Jan 22, 2018 - Economy
Expert Voices

Trump's solar tariffs won't bring back manufacturing from China

solar panels in field in front of forest

Solar panels in Grafton, Massachusetts. Photo: Robert Nickelsberg / Getty Images

President Trump announced the first sweeping trade actions of his administration, enacting tariffs on solar panels and components (as well as washing machines) from nearly every country around the world. Even though Trump was right to blame Chinese government subsidies to its solar manufacturers for bankrupting U.S. solar producers, his "America First" tariffs are a decade too late to matter.

Solar manufacturers across Asia can now stand on their own feet without public handouts, and their massive scale enables them to win brutal price wars.

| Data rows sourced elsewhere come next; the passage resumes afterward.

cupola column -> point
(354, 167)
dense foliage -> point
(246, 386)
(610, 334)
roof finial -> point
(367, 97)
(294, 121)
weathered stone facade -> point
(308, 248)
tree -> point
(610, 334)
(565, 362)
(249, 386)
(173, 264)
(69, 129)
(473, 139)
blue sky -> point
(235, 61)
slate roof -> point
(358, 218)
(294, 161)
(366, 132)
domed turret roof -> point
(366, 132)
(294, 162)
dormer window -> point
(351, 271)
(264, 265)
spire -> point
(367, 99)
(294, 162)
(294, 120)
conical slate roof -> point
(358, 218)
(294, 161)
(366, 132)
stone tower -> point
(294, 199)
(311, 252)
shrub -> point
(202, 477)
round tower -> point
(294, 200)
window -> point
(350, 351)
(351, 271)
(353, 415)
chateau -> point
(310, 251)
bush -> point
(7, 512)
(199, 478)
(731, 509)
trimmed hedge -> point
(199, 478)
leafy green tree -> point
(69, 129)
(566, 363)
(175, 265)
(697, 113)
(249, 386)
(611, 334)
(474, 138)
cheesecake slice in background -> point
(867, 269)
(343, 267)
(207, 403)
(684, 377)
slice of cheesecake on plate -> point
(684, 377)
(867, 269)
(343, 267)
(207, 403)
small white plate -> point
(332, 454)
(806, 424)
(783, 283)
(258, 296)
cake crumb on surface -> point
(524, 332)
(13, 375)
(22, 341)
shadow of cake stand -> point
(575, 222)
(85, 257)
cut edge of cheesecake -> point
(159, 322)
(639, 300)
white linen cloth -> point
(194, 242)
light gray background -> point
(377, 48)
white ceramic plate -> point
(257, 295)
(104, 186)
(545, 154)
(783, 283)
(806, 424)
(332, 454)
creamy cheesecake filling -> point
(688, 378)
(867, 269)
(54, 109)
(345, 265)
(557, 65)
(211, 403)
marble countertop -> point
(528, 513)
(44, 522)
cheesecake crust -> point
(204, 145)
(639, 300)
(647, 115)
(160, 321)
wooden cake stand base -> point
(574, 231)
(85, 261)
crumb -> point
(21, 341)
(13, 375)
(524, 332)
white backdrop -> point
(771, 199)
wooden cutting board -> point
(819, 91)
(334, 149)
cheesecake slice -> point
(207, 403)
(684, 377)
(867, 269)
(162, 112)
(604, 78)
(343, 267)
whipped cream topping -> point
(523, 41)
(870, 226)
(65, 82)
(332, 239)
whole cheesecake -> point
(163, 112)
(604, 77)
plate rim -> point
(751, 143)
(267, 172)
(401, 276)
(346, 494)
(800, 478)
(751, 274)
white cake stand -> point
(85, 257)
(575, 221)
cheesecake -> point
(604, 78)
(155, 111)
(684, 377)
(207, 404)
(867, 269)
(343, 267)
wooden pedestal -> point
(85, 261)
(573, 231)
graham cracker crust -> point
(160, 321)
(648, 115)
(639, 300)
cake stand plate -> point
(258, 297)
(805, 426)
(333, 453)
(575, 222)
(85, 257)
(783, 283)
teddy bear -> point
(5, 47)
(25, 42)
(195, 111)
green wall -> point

As they have driven down the cost of solar panels by three quarters over the last decade, the global share of U.S. solar manufacturing has dwindled to less than 5%.

What's next: Expect minimal investment in U.S. solar factories (any that are built will be highly automated), net U.S. job destruction as higher solar panel prices shave the boom in solar installations by 10%, and Chinese trade retaliation. Ultimately, the WTO may well rule Trump's tariffs illegal.

Varun Sivaram is the Philip D. Reed Fellow for Science and Technology at the Council on Foreign Relations and the author of "Taming the Sun: Innovations to Harness Solar Energy and Power the Planet."